As with all Alaskan camps, the camp's food waste needed
to be burned in barrels like these so the smell of the trash wouldn't
attract bears and other wildlife. Burning trash isn't a glamorous
chore, but camp manager Jeff was always on the ball - a very efficient
and motivated fellow! Jeff was a great camp manager. The
guy was like a
horse whisperer
- always listening to the sounds of the camp - in tune with the hum of
every generator, water pump, and vehicle. Having a competent
person making sure camp runs smoothly frees everyone else up to focus
on their jobs.
The geologists in the camp built a climbing wall so they
could practice rock climbing in their spare time. The wall has
small knobs that mimic rock features and is set up as an overhang,
requiring geologists to climb up while hanging on the underside of the
cliff.
We were not alone in camp. There were a few mosquitoes
to
keep us company. Our project was early enough in the season to be
cool and relatively mosquito-free. There are many different
species of mosquitoes. This is a jumbo. The annoying ones
are the little ones, though, because they're small, very
cautious/paranoid, and can sting a bit when they "bite."
The main recreational activity at camp was gold panning
in the stream. Here, Dan and Ken have set up a portable
sluice
box.
The first thing one needs is gold-bearing
sediment. The gold originally forms in veins in the surrounding
mountains. As rain, wind, sun, and ice wear the mountain rocks
into cobbles, sand, and silt ("sediment"), gold grains are liberated
from the bedrock and wash into the streams. Because gold grains
are much heavier for their size ("high density"), gold particles travel
more slowly down the stream than the other, lighter sediment.
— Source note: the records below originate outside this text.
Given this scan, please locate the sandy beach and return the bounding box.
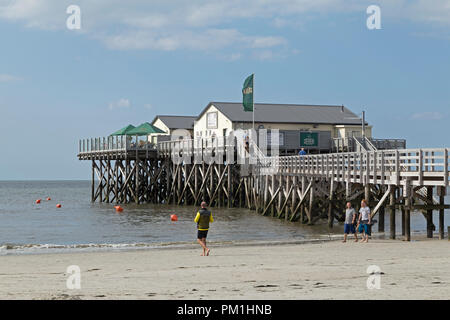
[0,240,450,299]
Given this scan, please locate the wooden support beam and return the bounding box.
[389,187,396,239]
[428,187,434,239]
[438,187,444,240]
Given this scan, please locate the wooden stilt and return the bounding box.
[389,187,395,239]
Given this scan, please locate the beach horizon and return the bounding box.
[0,238,450,300]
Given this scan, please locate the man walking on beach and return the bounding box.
[194,202,214,256]
[358,200,372,242]
[342,202,358,242]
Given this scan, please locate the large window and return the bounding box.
[206,112,217,129]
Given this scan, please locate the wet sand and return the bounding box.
[0,239,450,299]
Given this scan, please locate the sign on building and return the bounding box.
[300,132,319,148]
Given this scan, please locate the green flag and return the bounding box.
[242,74,254,111]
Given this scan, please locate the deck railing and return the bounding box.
[261,149,450,186]
[78,136,156,155]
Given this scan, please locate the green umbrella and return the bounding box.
[127,122,166,136]
[111,124,135,136]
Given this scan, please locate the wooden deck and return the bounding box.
[78,137,450,240]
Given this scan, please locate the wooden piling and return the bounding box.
[389,188,396,239]
[426,187,434,239]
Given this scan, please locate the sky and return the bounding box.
[0,0,450,180]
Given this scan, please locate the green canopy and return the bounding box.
[111,124,135,136]
[127,122,166,136]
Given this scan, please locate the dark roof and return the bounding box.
[152,115,197,129]
[197,102,361,125]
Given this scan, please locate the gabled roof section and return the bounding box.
[197,102,362,125]
[152,115,197,130]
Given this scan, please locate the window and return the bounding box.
[206,112,217,129]
[267,131,284,146]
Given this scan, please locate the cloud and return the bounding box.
[109,98,131,110]
[0,74,22,82]
[411,111,445,120]
[0,0,450,56]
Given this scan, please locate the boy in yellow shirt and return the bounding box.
[194,202,214,256]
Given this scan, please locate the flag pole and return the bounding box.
[252,74,255,130]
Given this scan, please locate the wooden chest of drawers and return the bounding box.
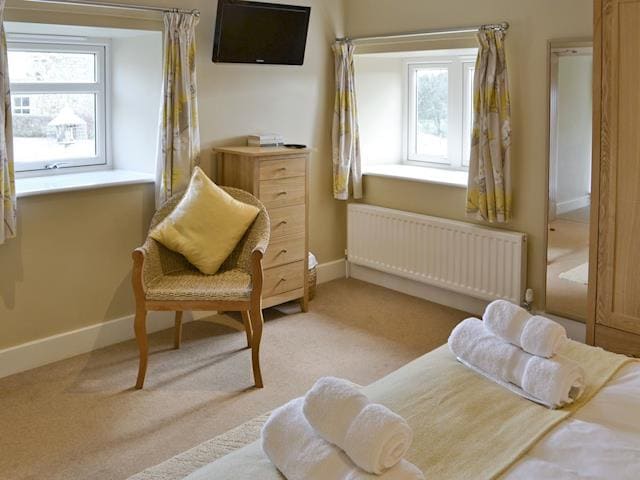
[214,147,309,311]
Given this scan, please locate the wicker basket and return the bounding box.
[307,253,318,300]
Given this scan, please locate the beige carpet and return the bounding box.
[547,220,589,321]
[0,280,466,480]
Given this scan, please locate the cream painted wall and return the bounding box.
[111,32,162,173]
[0,0,346,349]
[346,0,593,308]
[354,55,405,165]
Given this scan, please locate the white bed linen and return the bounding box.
[503,363,640,480]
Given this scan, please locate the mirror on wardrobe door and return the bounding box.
[546,42,593,321]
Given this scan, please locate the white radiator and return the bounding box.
[347,204,527,304]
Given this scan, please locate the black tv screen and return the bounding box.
[213,0,311,65]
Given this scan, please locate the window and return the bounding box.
[13,96,31,115]
[8,39,108,174]
[406,55,475,170]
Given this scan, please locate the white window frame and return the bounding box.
[11,95,31,115]
[7,34,112,177]
[404,52,476,170]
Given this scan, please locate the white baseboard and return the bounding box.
[0,312,192,378]
[0,260,345,378]
[349,264,489,316]
[318,260,347,283]
[556,195,591,215]
[349,264,586,343]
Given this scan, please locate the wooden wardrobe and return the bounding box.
[587,0,640,356]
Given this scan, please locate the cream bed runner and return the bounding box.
[134,342,632,480]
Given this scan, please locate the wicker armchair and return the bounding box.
[133,187,270,389]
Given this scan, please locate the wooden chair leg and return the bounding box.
[300,295,309,313]
[173,312,182,350]
[251,306,264,388]
[133,309,149,390]
[242,311,253,348]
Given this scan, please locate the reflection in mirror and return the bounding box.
[546,47,593,321]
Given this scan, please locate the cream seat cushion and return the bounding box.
[149,167,260,275]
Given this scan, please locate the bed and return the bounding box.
[133,342,640,480]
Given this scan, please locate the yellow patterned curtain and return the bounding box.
[157,12,200,204]
[333,41,362,200]
[0,0,17,245]
[466,31,512,223]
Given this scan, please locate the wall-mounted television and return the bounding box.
[213,0,311,65]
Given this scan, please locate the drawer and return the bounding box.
[269,205,307,242]
[262,236,306,269]
[260,177,307,209]
[262,261,305,298]
[260,157,307,180]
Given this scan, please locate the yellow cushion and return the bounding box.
[149,167,260,275]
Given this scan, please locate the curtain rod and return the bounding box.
[336,22,509,42]
[27,0,200,17]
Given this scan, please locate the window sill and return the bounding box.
[363,164,469,188]
[16,170,155,198]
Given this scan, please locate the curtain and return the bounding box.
[333,41,362,200]
[0,0,17,244]
[156,12,200,205]
[466,31,512,223]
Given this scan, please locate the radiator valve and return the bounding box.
[522,288,534,312]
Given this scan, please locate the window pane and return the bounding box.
[9,50,96,83]
[416,68,449,158]
[12,93,96,169]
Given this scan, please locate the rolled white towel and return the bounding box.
[304,377,413,474]
[482,300,567,358]
[449,318,584,408]
[262,397,424,480]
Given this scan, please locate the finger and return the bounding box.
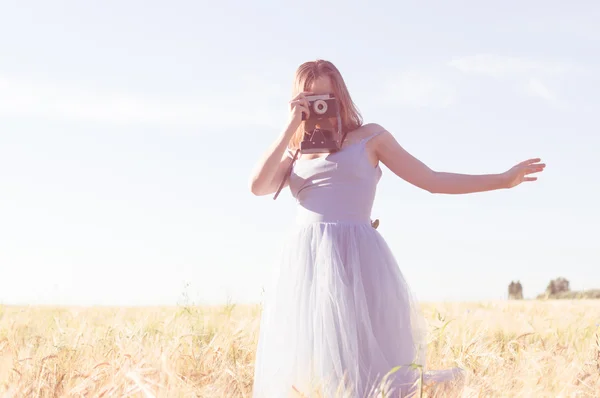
[525,165,546,174]
[519,158,542,166]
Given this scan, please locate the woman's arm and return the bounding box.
[374,123,545,194]
[250,92,312,196]
[250,125,294,196]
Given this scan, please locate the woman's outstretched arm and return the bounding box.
[374,123,546,195]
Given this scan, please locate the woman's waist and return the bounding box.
[296,205,371,225]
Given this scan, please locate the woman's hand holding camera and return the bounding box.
[288,91,312,134]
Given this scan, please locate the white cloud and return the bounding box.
[448,54,586,108]
[0,76,285,128]
[449,54,570,78]
[526,78,557,102]
[385,71,456,108]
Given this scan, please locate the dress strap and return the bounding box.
[360,130,385,144]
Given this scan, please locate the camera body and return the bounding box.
[300,94,342,154]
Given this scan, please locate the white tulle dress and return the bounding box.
[253,130,460,398]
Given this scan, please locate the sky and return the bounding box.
[0,0,600,306]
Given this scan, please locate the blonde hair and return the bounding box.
[289,59,363,149]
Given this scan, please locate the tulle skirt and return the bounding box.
[253,222,462,398]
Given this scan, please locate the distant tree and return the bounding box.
[546,277,570,296]
[508,281,523,300]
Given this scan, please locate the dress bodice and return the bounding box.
[289,133,382,223]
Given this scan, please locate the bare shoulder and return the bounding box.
[355,123,393,147]
[348,123,389,141]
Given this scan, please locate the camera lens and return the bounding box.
[313,100,327,115]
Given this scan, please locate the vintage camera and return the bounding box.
[300,94,342,154]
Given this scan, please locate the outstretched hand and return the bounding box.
[504,158,546,188]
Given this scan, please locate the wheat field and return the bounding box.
[0,300,600,397]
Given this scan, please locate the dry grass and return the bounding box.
[0,300,600,397]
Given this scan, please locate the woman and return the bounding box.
[250,60,545,397]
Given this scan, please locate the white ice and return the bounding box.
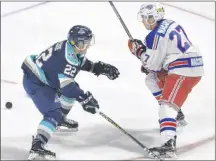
[1,2,215,160]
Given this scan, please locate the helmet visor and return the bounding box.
[70,34,95,50]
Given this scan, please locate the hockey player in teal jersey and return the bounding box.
[22,25,120,160]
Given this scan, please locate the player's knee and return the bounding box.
[44,108,63,123]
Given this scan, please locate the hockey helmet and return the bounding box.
[137,3,165,25]
[67,25,95,50]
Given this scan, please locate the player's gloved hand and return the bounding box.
[77,91,99,114]
[93,61,120,80]
[128,39,146,59]
[141,65,149,75]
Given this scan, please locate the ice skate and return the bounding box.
[158,110,188,127]
[149,136,177,159]
[176,110,188,127]
[56,117,79,132]
[28,136,56,160]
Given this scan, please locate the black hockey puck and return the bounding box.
[5,102,13,109]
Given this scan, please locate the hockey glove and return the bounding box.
[77,91,99,114]
[128,39,146,59]
[92,61,120,80]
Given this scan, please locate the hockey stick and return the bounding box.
[109,1,133,40]
[97,110,163,161]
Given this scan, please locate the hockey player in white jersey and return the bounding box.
[128,3,204,158]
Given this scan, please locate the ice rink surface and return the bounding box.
[1,2,215,160]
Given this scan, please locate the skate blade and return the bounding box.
[149,151,178,160]
[28,153,56,160]
[56,127,78,132]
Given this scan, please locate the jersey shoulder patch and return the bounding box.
[145,19,174,50]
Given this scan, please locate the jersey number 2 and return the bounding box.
[169,25,191,53]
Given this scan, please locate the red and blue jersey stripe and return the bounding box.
[160,118,177,132]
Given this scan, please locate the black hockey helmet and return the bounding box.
[67,25,94,50]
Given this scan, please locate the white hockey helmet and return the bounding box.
[137,3,165,25]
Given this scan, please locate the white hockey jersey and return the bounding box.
[141,19,204,77]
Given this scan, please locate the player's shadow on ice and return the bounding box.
[50,125,159,155]
[1,145,29,160]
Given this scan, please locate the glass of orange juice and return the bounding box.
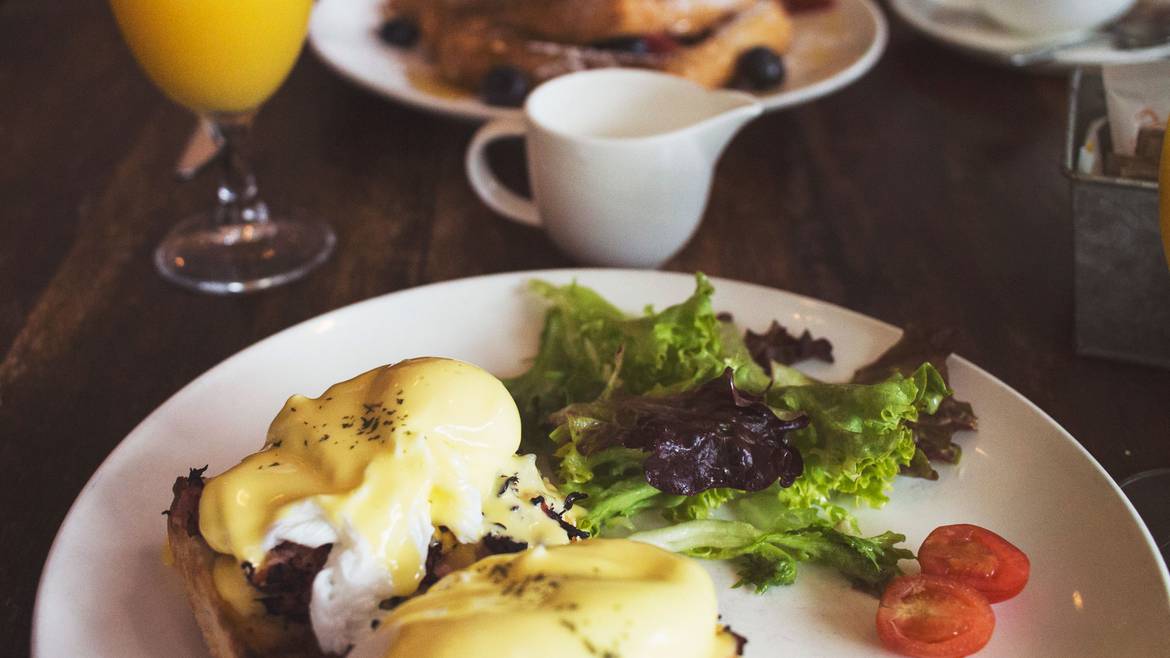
[110,0,336,294]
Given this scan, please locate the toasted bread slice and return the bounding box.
[392,0,756,46]
[497,0,755,44]
[662,0,792,87]
[166,471,328,658]
[402,0,792,89]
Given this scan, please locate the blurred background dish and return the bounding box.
[309,0,888,121]
[889,0,1170,69]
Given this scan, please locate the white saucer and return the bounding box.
[309,0,888,121]
[889,0,1170,68]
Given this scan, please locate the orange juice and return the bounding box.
[110,0,312,112]
[1158,118,1170,267]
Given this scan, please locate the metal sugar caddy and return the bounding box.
[1064,69,1170,368]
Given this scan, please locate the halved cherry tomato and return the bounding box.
[918,523,1032,603]
[878,574,996,658]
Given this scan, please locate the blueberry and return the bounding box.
[593,36,651,55]
[480,66,529,108]
[378,18,419,48]
[736,46,786,89]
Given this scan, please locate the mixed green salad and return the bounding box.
[505,274,975,592]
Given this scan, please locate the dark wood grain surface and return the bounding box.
[0,0,1170,656]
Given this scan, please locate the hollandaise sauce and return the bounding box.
[353,540,736,658]
[199,357,572,651]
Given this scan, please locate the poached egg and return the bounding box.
[199,357,572,656]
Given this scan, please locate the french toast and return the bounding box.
[388,0,793,98]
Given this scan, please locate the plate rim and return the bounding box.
[29,267,1170,658]
[308,0,889,123]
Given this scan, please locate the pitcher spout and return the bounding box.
[694,91,764,163]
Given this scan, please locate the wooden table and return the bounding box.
[0,0,1170,656]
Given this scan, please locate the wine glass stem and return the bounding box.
[209,112,268,225]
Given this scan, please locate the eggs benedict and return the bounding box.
[350,540,743,658]
[162,357,584,656]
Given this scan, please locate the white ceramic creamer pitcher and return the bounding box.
[467,69,763,267]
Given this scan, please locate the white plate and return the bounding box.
[33,270,1170,658]
[889,0,1170,68]
[309,0,888,121]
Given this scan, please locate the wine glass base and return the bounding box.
[154,214,337,295]
[1121,468,1170,564]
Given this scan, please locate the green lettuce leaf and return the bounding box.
[629,518,914,592]
[504,273,769,451]
[766,363,951,507]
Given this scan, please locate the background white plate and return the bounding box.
[33,270,1170,658]
[309,0,888,121]
[889,0,1170,68]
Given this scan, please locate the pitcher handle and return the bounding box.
[464,118,541,226]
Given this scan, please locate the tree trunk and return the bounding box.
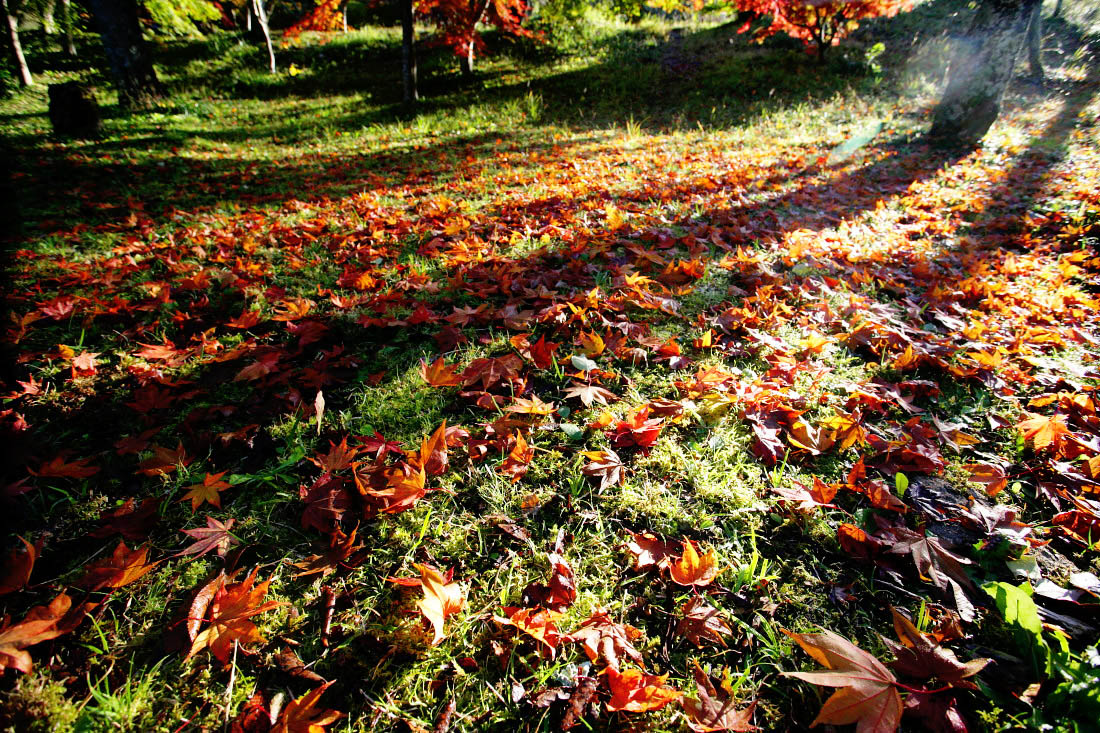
[931,0,1040,145]
[252,0,275,74]
[459,0,488,76]
[42,0,57,35]
[1027,2,1046,81]
[87,0,161,109]
[61,0,76,56]
[399,0,420,103]
[0,0,34,87]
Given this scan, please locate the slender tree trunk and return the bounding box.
[42,0,57,35]
[252,0,275,74]
[61,0,76,57]
[931,0,1040,145]
[87,0,161,109]
[459,0,488,76]
[1027,1,1046,81]
[0,0,34,87]
[398,0,420,103]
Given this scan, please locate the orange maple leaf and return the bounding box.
[604,667,683,712]
[184,568,283,663]
[271,682,344,733]
[80,539,161,590]
[669,539,718,586]
[420,357,462,387]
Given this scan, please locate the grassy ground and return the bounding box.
[0,2,1100,731]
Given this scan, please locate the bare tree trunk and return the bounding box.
[1027,2,1046,81]
[61,0,76,56]
[931,0,1040,145]
[398,0,420,103]
[87,0,161,109]
[42,0,57,35]
[0,0,34,87]
[459,0,488,76]
[252,0,275,74]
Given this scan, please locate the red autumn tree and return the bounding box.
[734,0,913,59]
[415,0,535,74]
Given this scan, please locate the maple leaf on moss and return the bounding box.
[0,593,95,675]
[603,667,683,712]
[493,605,562,658]
[79,540,161,590]
[272,682,344,733]
[781,628,902,733]
[669,539,718,586]
[682,661,759,733]
[184,568,284,664]
[179,471,230,512]
[0,537,42,595]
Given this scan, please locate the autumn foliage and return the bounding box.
[734,0,913,57]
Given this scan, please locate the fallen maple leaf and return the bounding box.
[493,605,562,657]
[138,442,191,475]
[581,450,623,491]
[681,661,759,733]
[1016,413,1069,452]
[0,537,42,595]
[882,606,990,689]
[79,540,161,590]
[0,593,94,675]
[179,471,231,512]
[497,430,535,483]
[173,514,238,557]
[404,565,466,646]
[565,382,618,407]
[669,539,718,586]
[523,553,576,612]
[626,532,677,570]
[963,463,1009,496]
[603,667,683,712]
[28,452,99,479]
[782,628,902,733]
[563,611,645,669]
[420,357,462,387]
[290,527,363,578]
[272,682,344,733]
[184,568,283,664]
[677,595,733,647]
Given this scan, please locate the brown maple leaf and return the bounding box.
[882,606,990,689]
[581,450,623,491]
[565,382,618,407]
[179,471,230,512]
[669,539,718,586]
[0,593,95,675]
[677,595,733,647]
[173,514,238,557]
[603,667,683,712]
[877,527,977,592]
[272,682,344,733]
[626,532,678,570]
[563,611,645,669]
[79,540,161,590]
[290,526,363,578]
[782,628,902,733]
[88,499,161,540]
[0,537,42,595]
[184,568,283,664]
[523,553,576,612]
[681,661,759,733]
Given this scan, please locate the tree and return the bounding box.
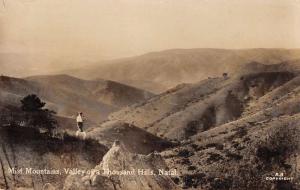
[21,94,57,134]
[21,94,46,112]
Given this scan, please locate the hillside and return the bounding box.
[0,123,108,190]
[0,75,152,123]
[105,62,300,190]
[64,49,300,92]
[64,141,180,190]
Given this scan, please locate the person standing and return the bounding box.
[76,112,83,132]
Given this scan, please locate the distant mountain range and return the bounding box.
[0,75,152,122]
[64,49,300,93]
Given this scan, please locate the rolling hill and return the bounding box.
[103,62,300,190]
[0,75,152,123]
[64,49,300,93]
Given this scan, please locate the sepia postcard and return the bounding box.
[0,0,300,190]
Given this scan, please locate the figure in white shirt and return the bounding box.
[76,112,83,132]
[76,112,86,140]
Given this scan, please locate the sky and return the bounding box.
[0,0,300,66]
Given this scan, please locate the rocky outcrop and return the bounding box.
[64,141,180,190]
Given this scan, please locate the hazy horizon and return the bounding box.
[0,0,300,75]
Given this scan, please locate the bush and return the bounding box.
[21,94,57,133]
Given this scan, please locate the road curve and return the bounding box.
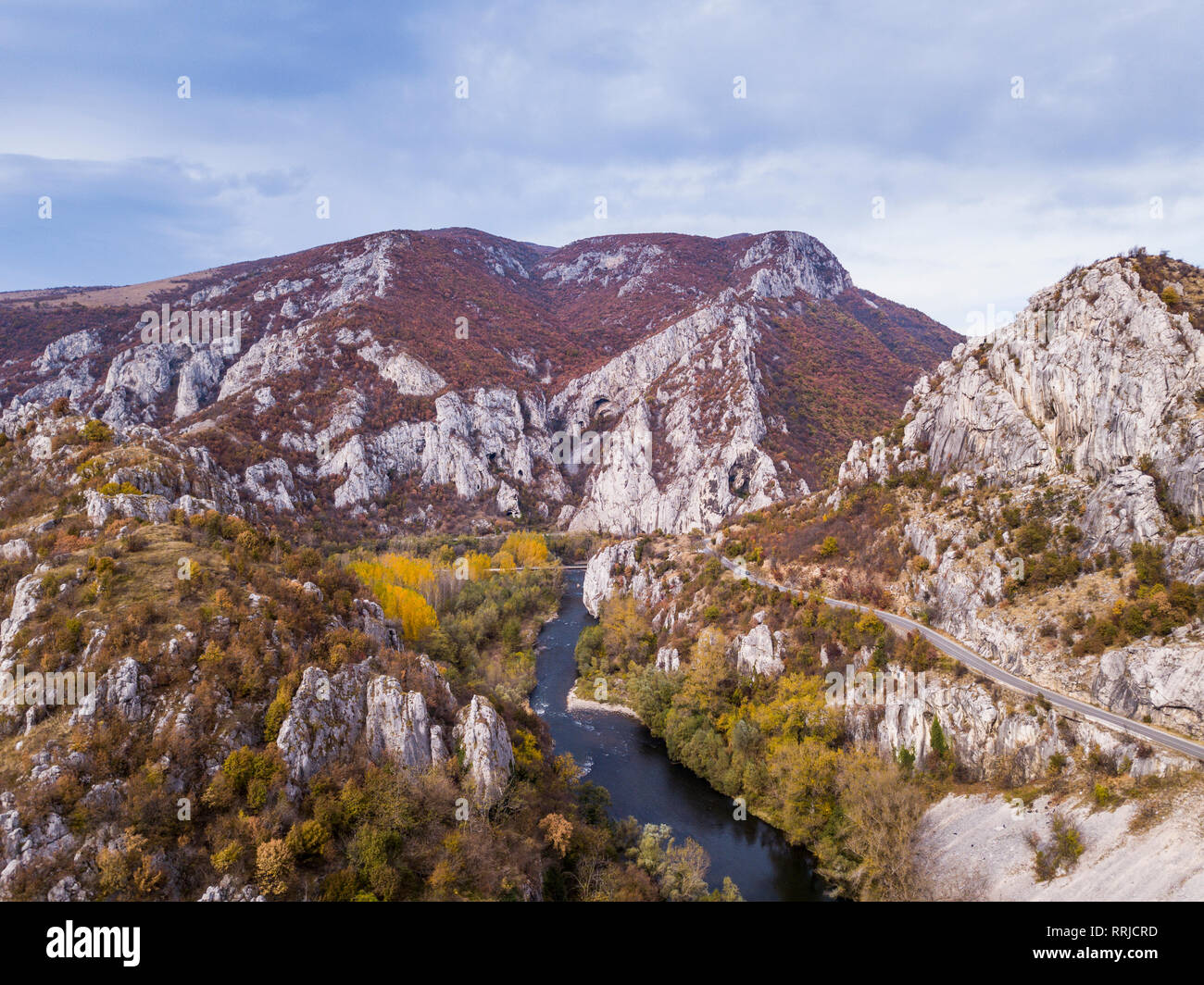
[705,547,1204,760]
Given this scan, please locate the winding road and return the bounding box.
[703,547,1204,760]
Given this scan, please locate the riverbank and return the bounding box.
[565,678,643,724]
[531,571,826,901]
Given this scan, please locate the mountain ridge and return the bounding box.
[0,228,958,532]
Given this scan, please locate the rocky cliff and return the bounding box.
[0,230,955,533]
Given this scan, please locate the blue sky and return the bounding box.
[0,0,1204,331]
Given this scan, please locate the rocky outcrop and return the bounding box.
[276,655,464,782]
[847,655,1174,784]
[0,572,43,665]
[276,664,370,781]
[0,537,33,561]
[71,656,144,725]
[842,257,1204,522]
[366,676,446,769]
[83,489,171,526]
[582,541,682,617]
[197,876,264,904]
[558,300,783,535]
[734,612,786,677]
[1091,626,1204,736]
[452,695,514,806]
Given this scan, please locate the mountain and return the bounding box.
[0,229,959,533]
[560,251,1204,900]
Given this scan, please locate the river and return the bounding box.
[531,571,823,901]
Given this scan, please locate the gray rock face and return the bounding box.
[244,457,296,513]
[368,676,445,769]
[276,656,455,782]
[0,792,77,900]
[735,613,786,677]
[739,232,852,297]
[548,299,783,535]
[1091,626,1204,736]
[172,348,225,420]
[582,541,681,617]
[452,695,514,806]
[83,489,171,526]
[32,329,101,373]
[0,537,33,561]
[318,388,546,505]
[847,655,1186,782]
[276,664,369,781]
[197,876,264,904]
[497,481,522,517]
[0,572,43,664]
[842,257,1204,530]
[1081,466,1169,554]
[71,656,144,725]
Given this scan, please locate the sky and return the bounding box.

This concentrates gold in stream sediment forming "placer
deposits." Here, Ken digs old stream sediment from the bank of
the creek and shovels it through a coarse screen (green rim on the blue
bucket). Large pebbles are unlikely to contain significant gold,
so the screen removes the lowest priority material. Most gold
grains in this area are sand size.
Once you have some gold-rich sediment, you still have
many thousands of grains of regular sand for every gold particle.
To separate the rare gold grains from the common silt grains, the
sediment is washed over a rippled channel called a sluice box.
Heavy gold particles sink down and get stuck behind the riffles, while
the rest of the mud washes through the chute.
The black patch near the opening of the sluice box is a
rough carpet with fibers that efficiently snag gold particles.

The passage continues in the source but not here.